The most popular summer beach destination for the Santiaguinos is Viña del Mar. It’s less than two hours by bus, and both Turbus and Pullman have buses leaving every 15-20 minutes. In the summer months, between December and March, these buses can sometimes fill up a couple of days in advance. Make sure to buy your ticket ahead of time, and be aware that you’re likely to pay almost double the price of a ticket in the low season. It’s still not incredibly pricey, though. Depending on the weekend, each way of the journey should cost you between 5.000 and 6.000 CLP. Buses to Viña leave from Terminal Alameda as well as Terminal Pajaritos.
Once you arrive in Viña, you’ve got two options. The easiest thing to do is just stay in the city and hit the beach there. The city is essentially built along a beach, so you’re not exactly escaping into nature. However, the beaches are still nice and relatively clean. There are lots of hotels and resorts on the beach if you’re hoping to stay for a night or more. During peak months, these will set you back quite a bit of cash. If you can, try to visit in the also-warm months of November or March, when prices are a bit lower.

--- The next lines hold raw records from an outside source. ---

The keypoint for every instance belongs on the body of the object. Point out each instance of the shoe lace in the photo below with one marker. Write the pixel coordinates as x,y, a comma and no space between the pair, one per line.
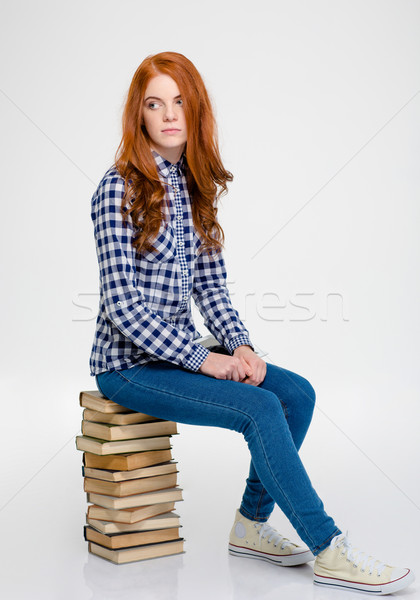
273,535
357,556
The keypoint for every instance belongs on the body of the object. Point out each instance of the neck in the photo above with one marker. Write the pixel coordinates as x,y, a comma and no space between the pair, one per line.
171,154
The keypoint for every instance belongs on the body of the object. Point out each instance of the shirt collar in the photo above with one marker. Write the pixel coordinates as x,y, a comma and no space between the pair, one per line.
165,168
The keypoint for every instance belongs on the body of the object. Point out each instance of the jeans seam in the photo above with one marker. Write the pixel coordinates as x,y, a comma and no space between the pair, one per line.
285,497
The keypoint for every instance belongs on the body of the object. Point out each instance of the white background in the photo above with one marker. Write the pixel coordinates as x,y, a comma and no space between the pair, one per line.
318,109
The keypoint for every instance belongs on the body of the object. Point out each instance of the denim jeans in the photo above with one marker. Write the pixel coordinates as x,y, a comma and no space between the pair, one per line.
273,418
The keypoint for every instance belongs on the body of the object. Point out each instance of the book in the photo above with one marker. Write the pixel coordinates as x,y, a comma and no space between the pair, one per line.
99,446
97,401
110,432
163,521
126,462
126,555
168,495
128,515
117,418
108,475
134,538
131,487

If the city-beach isn’t really your thing, you’ve got many other choices. Once you arrive in Viña, you can hop on a colectivo (a mini-bus) that will take you to any number of other beaches nearby. These generally cost about 1.000 pesos, take 30 minutes to an hour, and leave from a small plaza nearby the main bus terminal (there are English-speaking information attendants who can point you in the right direction). The most popular option is probably Reñaca, known for its party vibe during the high season. For a laid-back, hippie feel, head to Maitencillo or Horcon. For a classier experience, check out Zapallar, where the moneyed Chileans flock during the summer months. In all of these places, you can rent cabañas or rooms in hotels. To search for these places, you can often look on websites like Vivastreet.cl and Yapo.cl, where owners will post vacancies. Beware—many of them won’t speak Spanish, and many of them require a deposit made via bank transfer to confirm your reservation. Another method is to search for the tourism page of each individual beach, which will offer a list of suitable housing options.

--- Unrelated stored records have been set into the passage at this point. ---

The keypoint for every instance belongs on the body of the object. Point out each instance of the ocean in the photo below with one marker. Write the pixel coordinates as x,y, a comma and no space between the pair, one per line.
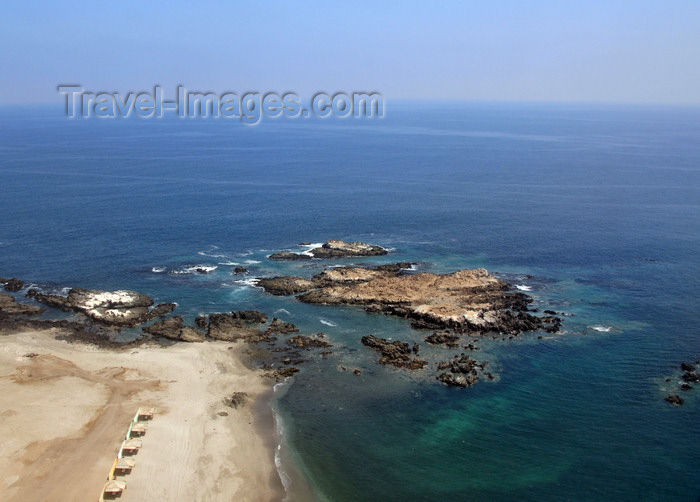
592,209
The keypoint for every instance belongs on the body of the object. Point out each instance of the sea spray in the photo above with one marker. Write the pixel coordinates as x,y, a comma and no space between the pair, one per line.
295,484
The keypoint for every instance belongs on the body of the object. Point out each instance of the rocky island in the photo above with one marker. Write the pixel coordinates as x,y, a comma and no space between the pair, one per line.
333,249
466,301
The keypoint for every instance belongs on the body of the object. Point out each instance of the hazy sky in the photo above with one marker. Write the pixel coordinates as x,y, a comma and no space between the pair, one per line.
541,50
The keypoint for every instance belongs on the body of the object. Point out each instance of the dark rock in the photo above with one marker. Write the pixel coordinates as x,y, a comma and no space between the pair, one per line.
396,267
229,328
112,308
251,316
174,328
284,286
674,399
287,256
161,310
10,307
445,338
457,380
236,400
202,321
304,342
13,285
281,327
394,353
342,249
691,376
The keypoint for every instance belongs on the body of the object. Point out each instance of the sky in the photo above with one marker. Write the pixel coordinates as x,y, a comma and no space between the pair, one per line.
623,51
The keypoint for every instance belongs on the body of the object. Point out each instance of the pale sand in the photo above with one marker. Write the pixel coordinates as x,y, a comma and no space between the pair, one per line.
64,413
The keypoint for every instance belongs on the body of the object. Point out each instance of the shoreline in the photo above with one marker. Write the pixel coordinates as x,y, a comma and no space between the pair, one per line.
67,405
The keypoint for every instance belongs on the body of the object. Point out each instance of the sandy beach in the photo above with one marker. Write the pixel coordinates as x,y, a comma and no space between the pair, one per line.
66,406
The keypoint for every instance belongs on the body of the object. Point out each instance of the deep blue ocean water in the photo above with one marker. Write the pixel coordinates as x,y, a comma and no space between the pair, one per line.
599,204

There are plenty of other beach options that aren’t in Viña, as well. From Santiago, you can get a bus to great places like Algarrobo or Pichilemu that take just a few hours. Turbus and Pullman offer service to these locales as well, with buses leaving from Terminal Alameda. In these places (and many others), camping is quite popular—you can generally just show up with your tent and find a campground that will rent you a space.

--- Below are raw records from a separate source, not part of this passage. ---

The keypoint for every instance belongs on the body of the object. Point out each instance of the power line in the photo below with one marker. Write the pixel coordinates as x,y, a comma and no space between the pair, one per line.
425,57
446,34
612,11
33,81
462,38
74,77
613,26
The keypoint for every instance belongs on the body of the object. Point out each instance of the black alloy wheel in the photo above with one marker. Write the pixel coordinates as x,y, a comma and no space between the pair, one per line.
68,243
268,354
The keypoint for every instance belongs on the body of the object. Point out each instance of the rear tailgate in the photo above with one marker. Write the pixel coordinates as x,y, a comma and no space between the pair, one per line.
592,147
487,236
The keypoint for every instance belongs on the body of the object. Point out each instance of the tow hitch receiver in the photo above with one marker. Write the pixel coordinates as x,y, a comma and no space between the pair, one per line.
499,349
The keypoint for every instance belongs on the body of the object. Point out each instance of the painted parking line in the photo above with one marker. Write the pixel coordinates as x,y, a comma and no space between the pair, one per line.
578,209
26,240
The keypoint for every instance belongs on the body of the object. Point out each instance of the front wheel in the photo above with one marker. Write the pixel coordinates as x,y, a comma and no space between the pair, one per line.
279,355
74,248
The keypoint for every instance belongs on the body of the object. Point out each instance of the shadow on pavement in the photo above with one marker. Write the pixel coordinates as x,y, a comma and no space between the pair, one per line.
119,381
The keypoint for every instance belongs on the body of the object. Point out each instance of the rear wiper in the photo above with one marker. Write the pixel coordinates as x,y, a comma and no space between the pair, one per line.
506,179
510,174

It’s worth saying that Chilean beaches aren’t the most drop-dead gorgeous places you’ve ever seen—some of them are actually quite plain. But when the sun is shining and the people are out, it’s a great way to relax and enjoy some culture. Beware—the water ranges from very cold to absolutely frigid. But there are plenty of other things to do on the beach, including enjoying a delicious fried empanada, which is a typical food in these spots. So grab your towel and hop on the bus—summer in Chile is something no tourist should miss.